Is $[0,1]$ a 1-manifold?

Question

Is $[0,1]$ a 1-manifold? I would say no because at either endpoint the open sets containing it aren't homeomorphic to a 1-ball in $\mathbb R^1$.

Answer 1

You are correct. It is not a $1$-dimensional manifold, but it is a $1$-dimensional manifold with boundary. Confusingly, a manifold with boundary is not a manifold.

Answer 2

It is a $1$ manifold with boundary but not a $1$ manifold. The boundary points are homeomorphic to open sets in $\mathbb{H}^{1}=[0,\infty)$.

Answer 3

You are correct, the open balls around $1$ and $0$ are not homeomorphic to $\mathbb R$. It's one thing to see this intuitively, but to prove it note that any open ball $[0, a)$ contains a nonempty compact set $[0, b]$ ($b < a$) whose complement is path connected. But the path connected open sets in $\mathbb R$ are intervals and the complement of an interval can never be nonempty and compact.

As the other answerers have noted, $[0, 1]$ is instead something called a manifold with boundary.

Answer 4

I simplify Jim's answer.

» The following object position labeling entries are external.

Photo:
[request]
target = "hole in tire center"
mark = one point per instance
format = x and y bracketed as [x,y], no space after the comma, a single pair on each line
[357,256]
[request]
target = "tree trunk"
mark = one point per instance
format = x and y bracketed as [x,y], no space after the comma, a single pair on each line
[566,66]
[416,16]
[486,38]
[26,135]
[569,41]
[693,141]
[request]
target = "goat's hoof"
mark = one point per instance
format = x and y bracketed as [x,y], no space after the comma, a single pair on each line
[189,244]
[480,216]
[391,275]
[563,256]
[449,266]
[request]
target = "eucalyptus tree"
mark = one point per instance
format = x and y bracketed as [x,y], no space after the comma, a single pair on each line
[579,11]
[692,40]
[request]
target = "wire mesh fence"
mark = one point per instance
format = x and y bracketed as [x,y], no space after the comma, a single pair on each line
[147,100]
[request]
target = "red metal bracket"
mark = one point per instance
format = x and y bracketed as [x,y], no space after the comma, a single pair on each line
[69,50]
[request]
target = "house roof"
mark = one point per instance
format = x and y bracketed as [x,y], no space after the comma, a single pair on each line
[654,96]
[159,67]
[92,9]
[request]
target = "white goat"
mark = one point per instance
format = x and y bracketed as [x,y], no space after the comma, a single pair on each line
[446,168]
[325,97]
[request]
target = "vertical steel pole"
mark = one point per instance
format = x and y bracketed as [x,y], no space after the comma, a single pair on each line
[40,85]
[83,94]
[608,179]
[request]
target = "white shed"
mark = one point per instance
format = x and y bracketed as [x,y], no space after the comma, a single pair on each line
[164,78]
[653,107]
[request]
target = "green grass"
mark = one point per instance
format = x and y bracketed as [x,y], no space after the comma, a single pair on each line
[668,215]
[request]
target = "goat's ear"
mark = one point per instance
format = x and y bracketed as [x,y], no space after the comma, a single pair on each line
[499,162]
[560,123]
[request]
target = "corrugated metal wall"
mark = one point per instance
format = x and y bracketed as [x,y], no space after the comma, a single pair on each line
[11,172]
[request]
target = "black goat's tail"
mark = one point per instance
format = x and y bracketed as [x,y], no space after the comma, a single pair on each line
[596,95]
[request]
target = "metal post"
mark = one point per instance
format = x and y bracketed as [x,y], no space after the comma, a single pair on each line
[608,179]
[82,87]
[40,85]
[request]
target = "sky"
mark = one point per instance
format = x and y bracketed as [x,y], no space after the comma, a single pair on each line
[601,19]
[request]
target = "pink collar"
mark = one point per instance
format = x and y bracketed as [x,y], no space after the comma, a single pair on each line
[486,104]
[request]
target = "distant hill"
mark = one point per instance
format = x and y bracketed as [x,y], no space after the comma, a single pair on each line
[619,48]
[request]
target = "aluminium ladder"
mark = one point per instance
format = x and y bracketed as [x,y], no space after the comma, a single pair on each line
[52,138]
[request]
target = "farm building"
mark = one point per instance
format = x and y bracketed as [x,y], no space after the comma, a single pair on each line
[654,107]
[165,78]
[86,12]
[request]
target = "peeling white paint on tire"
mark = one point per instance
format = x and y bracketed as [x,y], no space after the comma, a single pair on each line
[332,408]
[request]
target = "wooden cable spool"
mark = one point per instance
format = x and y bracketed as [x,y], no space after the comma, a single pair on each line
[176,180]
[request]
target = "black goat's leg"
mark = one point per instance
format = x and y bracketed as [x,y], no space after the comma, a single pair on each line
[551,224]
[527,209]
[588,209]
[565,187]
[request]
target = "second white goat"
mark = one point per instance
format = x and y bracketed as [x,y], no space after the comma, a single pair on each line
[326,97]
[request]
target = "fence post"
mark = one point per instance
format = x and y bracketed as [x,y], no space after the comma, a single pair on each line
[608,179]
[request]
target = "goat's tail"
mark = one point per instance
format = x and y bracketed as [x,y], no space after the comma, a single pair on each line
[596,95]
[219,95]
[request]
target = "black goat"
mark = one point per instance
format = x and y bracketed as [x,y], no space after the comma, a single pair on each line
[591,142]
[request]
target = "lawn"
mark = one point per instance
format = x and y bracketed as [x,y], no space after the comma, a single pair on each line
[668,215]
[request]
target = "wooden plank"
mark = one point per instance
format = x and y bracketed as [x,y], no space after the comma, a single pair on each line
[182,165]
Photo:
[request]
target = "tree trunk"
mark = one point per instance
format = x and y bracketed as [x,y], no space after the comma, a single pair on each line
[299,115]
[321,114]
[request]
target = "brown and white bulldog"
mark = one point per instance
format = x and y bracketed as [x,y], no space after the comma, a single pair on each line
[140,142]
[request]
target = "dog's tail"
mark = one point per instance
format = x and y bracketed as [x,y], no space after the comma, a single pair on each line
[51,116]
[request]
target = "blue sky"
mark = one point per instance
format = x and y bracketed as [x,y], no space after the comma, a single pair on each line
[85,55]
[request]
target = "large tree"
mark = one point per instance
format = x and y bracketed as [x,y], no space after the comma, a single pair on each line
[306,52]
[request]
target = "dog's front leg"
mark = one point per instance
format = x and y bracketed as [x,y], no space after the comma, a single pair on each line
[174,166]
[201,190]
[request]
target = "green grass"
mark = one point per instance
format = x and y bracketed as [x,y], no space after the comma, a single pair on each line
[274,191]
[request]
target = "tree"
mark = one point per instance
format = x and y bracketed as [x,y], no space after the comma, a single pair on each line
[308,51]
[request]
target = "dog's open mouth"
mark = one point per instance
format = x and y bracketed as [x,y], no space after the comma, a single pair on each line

Since $[0, a)$ is open in $[0, 1]$ and it is connected, then $\phi([0, a))$ should be connected and open in $\def\R{\mathbb{R}}\R$. Thus it is a interval in $\R$, i.e., $\phi([0, a))=(c, f)$. Now, if we let $\phi(0)=e$. Then $\phi(0, a)=(c, e)\cup (e,f)$. But $(0, a)$ is connected, and $(c, e)\cup (e,f)$ is not connected.